4月22日、東京都内にて「リハビリテーションを考える議員連盟(リハビリ議連)」の第13回総会が開催されました。
衆参247名が名を連ねる同議連は、60年間手つかずの法改正と処遇改善を中心とした7項目を決議し、関係省庁に実効性ある対応を強く求めました。
衆参240名超が参画、拡大する議連
総会冒頭では、今回の総会までに新たに69名の国会議員が入会したことが報告されました。これにより、衆議院194名、参議院53名の計247名が参加する大規模な議員連盟となり、リハビリテーションに対する政治的関心の高さがうかがえます。
会の冒頭では、鈴木俊一リハビリ議連会長が「最初は10名程度で始まった議連であるが、量、質ともに強化されてきた。リハビリテーションは国民医療にとって重要であるが、リハビリテーション専門職は国家資格を取得しても処遇がよくないということで離職してしまう方もいるなど様々な課題がある」と現状を説明。
鈴木会長は、リハビリ議連に参加する国会議員に向けて「国民にとってなくてはならないリハビリテーションがしっかりと充実していくように積極的な議連に対する活動をお願いしたい」と挨拶がありました。
3団体からの7項目の要望
総会では、日本理学療法士協会、日本作業療法士協会、日本言語聴覚士協会の3団体から、現在の課題解決と未来を見据えた以下の7項目に関する要望事項が提示されました。
【要望事項】
- 約60年変わらない「理学療法士及び作業療法士法」の現代・次代を見据えた抜本的見直し
- 最低学位の3年制教育から世界レベルの4年制養成課程以上へ
- リハビリテーション施策を国家戦略として総合的かつ戦略的に推進するための統括部署の設置
- 報酬改定に紐付かない恒久的財源による処遇改善
- 医療・福祉・予防・保健・海外展開にいたる一気通貫のリハビリテーション施策の推進及びこれに必要な新たな財政措置
- 訪問リハビリテーションサービス提供専門機関新設の検討
- 外国人在留資格「医療」の項に「言語聴覚士」を追記
「理学療法士及び作業療法士法」の法改正については、それぞれの活動領域が広がっていることに加え、名称独占のあり方をめぐる課題があると指摘しました。
現行の規制では十分な抑止力があるとはいえず、実際に理学療法士に似た名称が横行しているとして、日本の医療の安全性と質の確保に課題があることが示されました。
出席した議員からは、昭和40年の法制定から60年間も抜本的な見直しが行われていない現状への驚きや、早急な法改正を求める意見が相次ぎました。

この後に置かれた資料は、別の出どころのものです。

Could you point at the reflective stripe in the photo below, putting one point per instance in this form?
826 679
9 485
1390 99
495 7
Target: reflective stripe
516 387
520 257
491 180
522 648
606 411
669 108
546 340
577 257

また、若手が将来のキャリアを描きにくく、離職につながりかねない状況の改善に向けて、着実な処遇改善の継続が必要であるとの強い認識も共有されました。
鈴木俊一会長からの強い対応要請
総会の結びに、議連会長を務める鈴木俊一議員(自由民主党幹事長)は、関係省庁(厚生労働省、文部科学省、法務省等)の担当者に対し、実効性のある対応を強く求めました。
鈴木会長は「やはり核となるのは、60年ぶりほったらかしであったものをどうするかということだ」と述べ、抜本的な法改正への取り組みが他の要望を前に進めるための鍵になると強調しました。さらに、「関係省庁の皆さんにおいては、これをしっかりと受け止めて、実現できるように真剣にやってください」と述べました。
また、「我々もただ集まって意見を聞いて『そうだそうだ』と思っているだけじゃない。真剣に取り組んでいるのだから、実現できるように全力でやっていただきたい」と強調し、議連としても全力でバックアップしていく姿勢を示しました。